Title: Bioactive natural products from fungicolous Hawaiian isolates: Secondary metabolites from a Phialemoniopsis sp.

Author
item KAUR, AMNINDER - University Of Iowa
item ROGERS, KRISTINA - University Of Iowa
item SWENSON, DALE - University Of Iowa
item Dowd, Patrick
item Wicklow, Donald
item GLOER, JAMES - University Of Iowa

Submitted to: Mycology
Publication Type: Peer Reviewed Journal
Publication Acceptance Date: 5/30/2014
Publication Date: 8/15/2014
Publication URL: http://handle.nal.usda.gov/10113/60588
Citation: Kaur, A., Rogers, K.D., Swenson, D.E., Dowd, P.F., Wicklow, D.T., Gloer, J. 2014. Bioactive natural products from fungicolous Hawaiian isolates: secondary metabolites from a Phialemoniopsis sp. Mycology. 5(3):120-129.

Interpretive Summary: Insects cause billions of dollars of crop loses each year, and can increases problems with molds that produce toxins in corn and other crops. Identifying renewable sources of natural products with activity against pests maybe a practical alternative to synthetic pesticides. Several compounds were isolated from culture material of a fungus that attacks wood colonizing fungi found in Hawaii. Some of these compounds had significant activity against a caterpillar pest of corn and other crops. These compounds may serve as direct control agents, or leads for new control agents of insect pests, thereby reducing insect damage and associated toxin producing molds, thereby promoting sustainable production of corn and other crops.

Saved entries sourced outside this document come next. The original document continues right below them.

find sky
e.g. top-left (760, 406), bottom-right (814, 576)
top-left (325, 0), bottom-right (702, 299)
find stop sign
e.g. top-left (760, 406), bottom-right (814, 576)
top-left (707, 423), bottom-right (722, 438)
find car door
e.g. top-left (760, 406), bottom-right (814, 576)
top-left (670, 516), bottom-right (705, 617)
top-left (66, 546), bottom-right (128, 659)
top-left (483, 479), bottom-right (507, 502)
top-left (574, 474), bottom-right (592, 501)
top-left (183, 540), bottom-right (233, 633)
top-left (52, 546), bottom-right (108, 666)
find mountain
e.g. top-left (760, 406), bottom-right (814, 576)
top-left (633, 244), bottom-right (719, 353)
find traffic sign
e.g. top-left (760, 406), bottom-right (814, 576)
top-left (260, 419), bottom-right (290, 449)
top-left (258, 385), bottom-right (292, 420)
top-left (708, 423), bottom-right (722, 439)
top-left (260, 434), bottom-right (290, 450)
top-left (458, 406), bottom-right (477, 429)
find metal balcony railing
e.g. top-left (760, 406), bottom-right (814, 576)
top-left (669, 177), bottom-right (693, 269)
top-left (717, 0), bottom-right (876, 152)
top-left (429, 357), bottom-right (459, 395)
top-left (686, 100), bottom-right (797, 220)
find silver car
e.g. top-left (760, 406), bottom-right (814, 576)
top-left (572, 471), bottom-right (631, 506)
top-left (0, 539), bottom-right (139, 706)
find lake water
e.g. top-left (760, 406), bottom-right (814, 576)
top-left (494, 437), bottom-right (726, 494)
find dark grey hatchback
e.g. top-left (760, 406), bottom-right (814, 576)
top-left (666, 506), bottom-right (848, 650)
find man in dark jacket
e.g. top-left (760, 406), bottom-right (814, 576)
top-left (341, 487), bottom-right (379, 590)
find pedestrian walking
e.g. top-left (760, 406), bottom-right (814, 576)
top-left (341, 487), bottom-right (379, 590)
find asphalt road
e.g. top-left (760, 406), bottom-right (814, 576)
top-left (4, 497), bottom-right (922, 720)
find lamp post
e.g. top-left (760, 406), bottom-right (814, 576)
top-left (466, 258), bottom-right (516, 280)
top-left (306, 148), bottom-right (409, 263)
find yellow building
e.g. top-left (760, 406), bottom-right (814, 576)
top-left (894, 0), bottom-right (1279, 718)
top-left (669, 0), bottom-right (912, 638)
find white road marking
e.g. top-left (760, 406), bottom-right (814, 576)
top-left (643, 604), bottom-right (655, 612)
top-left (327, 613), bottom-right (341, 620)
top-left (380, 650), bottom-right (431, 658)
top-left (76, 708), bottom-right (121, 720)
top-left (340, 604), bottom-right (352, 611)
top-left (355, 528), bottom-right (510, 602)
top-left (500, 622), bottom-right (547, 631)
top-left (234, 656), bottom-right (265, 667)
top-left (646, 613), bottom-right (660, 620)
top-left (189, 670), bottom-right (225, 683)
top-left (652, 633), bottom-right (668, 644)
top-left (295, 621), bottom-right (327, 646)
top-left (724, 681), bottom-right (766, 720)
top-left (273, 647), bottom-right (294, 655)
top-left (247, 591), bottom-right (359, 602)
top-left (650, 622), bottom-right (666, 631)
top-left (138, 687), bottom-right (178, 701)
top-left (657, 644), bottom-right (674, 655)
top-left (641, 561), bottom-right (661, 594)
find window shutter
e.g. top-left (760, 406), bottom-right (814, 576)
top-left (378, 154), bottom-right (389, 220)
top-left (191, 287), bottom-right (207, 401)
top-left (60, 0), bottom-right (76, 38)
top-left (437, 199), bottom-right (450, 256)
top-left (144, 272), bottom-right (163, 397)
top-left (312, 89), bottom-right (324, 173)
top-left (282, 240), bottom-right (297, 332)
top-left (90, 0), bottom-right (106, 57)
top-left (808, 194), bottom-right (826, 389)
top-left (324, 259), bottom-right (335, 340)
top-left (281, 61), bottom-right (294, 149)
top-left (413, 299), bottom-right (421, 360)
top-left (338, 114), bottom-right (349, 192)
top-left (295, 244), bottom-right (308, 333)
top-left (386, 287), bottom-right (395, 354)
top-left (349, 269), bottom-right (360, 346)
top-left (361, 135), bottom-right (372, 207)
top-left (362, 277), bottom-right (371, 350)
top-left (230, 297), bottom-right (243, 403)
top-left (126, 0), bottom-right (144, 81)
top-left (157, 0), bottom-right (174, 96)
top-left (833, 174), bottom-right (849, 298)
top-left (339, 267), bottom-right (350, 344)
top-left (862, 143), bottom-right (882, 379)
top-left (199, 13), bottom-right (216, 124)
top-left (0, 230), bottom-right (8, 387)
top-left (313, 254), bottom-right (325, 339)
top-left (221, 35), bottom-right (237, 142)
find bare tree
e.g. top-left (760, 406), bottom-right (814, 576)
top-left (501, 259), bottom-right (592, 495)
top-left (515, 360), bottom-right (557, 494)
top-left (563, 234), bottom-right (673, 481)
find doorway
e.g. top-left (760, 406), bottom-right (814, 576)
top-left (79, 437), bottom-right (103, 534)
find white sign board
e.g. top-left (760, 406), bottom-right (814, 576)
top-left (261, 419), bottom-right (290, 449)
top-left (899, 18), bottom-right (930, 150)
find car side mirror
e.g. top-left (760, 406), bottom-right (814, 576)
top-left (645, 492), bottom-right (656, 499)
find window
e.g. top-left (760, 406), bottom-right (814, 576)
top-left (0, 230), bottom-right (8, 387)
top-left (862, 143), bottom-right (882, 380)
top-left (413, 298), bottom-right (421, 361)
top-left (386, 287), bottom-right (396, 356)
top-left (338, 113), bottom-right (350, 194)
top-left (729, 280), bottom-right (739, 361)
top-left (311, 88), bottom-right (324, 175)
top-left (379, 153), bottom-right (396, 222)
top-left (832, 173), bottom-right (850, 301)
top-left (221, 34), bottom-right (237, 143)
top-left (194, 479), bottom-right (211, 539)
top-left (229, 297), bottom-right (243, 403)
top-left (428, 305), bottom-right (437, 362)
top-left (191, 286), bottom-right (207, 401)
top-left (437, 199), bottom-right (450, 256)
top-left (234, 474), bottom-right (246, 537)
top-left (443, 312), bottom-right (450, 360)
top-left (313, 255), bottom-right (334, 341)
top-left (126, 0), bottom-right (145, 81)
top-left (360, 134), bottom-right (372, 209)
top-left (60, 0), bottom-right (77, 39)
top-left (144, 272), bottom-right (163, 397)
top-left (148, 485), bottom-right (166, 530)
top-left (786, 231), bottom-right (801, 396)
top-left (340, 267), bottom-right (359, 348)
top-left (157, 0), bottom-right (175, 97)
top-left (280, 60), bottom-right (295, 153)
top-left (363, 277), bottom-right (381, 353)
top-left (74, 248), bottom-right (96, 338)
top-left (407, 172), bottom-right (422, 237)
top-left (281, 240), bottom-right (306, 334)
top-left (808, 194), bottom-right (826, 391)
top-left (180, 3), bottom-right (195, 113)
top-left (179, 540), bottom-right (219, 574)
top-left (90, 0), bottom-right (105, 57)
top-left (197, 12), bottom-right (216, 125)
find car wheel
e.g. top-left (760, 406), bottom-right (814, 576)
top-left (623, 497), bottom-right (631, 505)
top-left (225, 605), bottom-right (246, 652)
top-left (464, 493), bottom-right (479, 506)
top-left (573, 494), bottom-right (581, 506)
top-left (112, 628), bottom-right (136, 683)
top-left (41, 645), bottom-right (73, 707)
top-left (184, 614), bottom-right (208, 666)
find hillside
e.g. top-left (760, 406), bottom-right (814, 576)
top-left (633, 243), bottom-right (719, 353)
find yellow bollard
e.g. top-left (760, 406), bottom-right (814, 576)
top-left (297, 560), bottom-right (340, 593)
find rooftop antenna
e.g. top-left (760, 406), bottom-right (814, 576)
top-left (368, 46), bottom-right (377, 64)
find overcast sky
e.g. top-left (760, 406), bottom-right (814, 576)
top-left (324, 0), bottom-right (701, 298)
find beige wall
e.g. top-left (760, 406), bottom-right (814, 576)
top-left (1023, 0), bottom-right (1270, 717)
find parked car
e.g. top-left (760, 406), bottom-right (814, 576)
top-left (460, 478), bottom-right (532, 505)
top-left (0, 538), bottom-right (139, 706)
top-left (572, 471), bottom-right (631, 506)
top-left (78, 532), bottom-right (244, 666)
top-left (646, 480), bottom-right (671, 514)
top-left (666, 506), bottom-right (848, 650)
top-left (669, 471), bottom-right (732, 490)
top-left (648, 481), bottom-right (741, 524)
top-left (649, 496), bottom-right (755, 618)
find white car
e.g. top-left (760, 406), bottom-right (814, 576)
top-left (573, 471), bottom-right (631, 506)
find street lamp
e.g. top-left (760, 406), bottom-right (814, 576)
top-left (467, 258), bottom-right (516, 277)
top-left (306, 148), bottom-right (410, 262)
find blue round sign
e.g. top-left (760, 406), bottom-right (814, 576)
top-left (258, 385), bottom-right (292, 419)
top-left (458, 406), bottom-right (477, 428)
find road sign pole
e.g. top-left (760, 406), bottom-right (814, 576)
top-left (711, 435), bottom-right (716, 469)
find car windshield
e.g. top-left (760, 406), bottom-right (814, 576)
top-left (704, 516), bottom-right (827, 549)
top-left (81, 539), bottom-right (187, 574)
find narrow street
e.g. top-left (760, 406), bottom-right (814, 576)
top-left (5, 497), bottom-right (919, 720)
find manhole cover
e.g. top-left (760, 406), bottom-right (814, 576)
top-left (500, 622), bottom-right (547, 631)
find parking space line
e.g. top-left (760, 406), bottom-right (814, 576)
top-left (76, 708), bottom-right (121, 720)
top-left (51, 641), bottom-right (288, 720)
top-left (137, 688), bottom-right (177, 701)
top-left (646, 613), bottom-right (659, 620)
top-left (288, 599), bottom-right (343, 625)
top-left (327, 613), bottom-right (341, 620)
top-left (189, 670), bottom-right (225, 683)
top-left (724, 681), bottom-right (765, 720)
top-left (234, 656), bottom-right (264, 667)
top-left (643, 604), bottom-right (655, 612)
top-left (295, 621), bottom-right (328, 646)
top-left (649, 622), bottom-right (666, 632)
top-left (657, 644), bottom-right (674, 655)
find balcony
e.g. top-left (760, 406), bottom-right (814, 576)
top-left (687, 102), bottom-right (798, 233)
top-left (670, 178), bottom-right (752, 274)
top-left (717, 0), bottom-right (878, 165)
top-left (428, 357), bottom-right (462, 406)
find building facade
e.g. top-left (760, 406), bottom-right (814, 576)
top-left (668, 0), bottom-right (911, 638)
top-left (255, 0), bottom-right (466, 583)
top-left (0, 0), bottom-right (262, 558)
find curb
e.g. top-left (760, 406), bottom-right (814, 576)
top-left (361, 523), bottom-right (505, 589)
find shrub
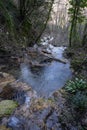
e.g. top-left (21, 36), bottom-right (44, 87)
top-left (71, 59), bottom-right (83, 71)
top-left (71, 92), bottom-right (87, 111)
top-left (66, 78), bottom-right (87, 93)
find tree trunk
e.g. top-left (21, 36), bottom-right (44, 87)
top-left (35, 0), bottom-right (54, 44)
top-left (82, 23), bottom-right (87, 46)
top-left (69, 6), bottom-right (77, 47)
top-left (19, 0), bottom-right (25, 21)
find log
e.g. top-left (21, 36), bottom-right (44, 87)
top-left (40, 52), bottom-right (67, 64)
top-left (28, 60), bottom-right (49, 67)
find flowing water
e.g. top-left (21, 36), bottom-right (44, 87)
top-left (20, 45), bottom-right (72, 97)
top-left (7, 42), bottom-right (72, 129)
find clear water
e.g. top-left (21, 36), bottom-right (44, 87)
top-left (20, 46), bottom-right (72, 97)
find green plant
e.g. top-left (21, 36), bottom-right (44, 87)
top-left (0, 0), bottom-right (54, 46)
top-left (0, 0), bottom-right (15, 33)
top-left (66, 78), bottom-right (87, 93)
top-left (71, 58), bottom-right (83, 71)
top-left (71, 92), bottom-right (87, 111)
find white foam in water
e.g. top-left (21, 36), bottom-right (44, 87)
top-left (41, 41), bottom-right (48, 46)
top-left (49, 37), bottom-right (54, 42)
top-left (25, 96), bottom-right (31, 107)
top-left (51, 46), bottom-right (66, 59)
top-left (40, 36), bottom-right (66, 59)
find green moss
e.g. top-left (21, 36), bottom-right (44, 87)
top-left (0, 100), bottom-right (18, 118)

Technical Abstract: Chemical investigations of two fungal isolates initially identified as members of the genus Phialemonium are described. Both isolates were obtained as colonists of other fungi collected on the island of Hawaii and were later assigned as P. curvatum. However, P. curvatum has recently been reclassified as a member of a new genus (Phialemoniopsis) and renamed as Phialemoniopsis curvata. Studies of solid–substrate fermentation cultures of one of these isolates afforded an oxirapentyn analogue and destruxin A4 as major components, while analysis of the second strain led to the isolation of several simple aromatic metabolites and a compound of mixed biogenetic origin called gabusectin that had previously been reported only in a patent. Structures were assigned mainly by detailed nuclear magnetic resonance and mass spectrometry analysis, and those of two of the major components were confirmed by X-ray crystallography. This report constitutes the first description of secondary metabolites from a member of the genus Phialemoniopsis.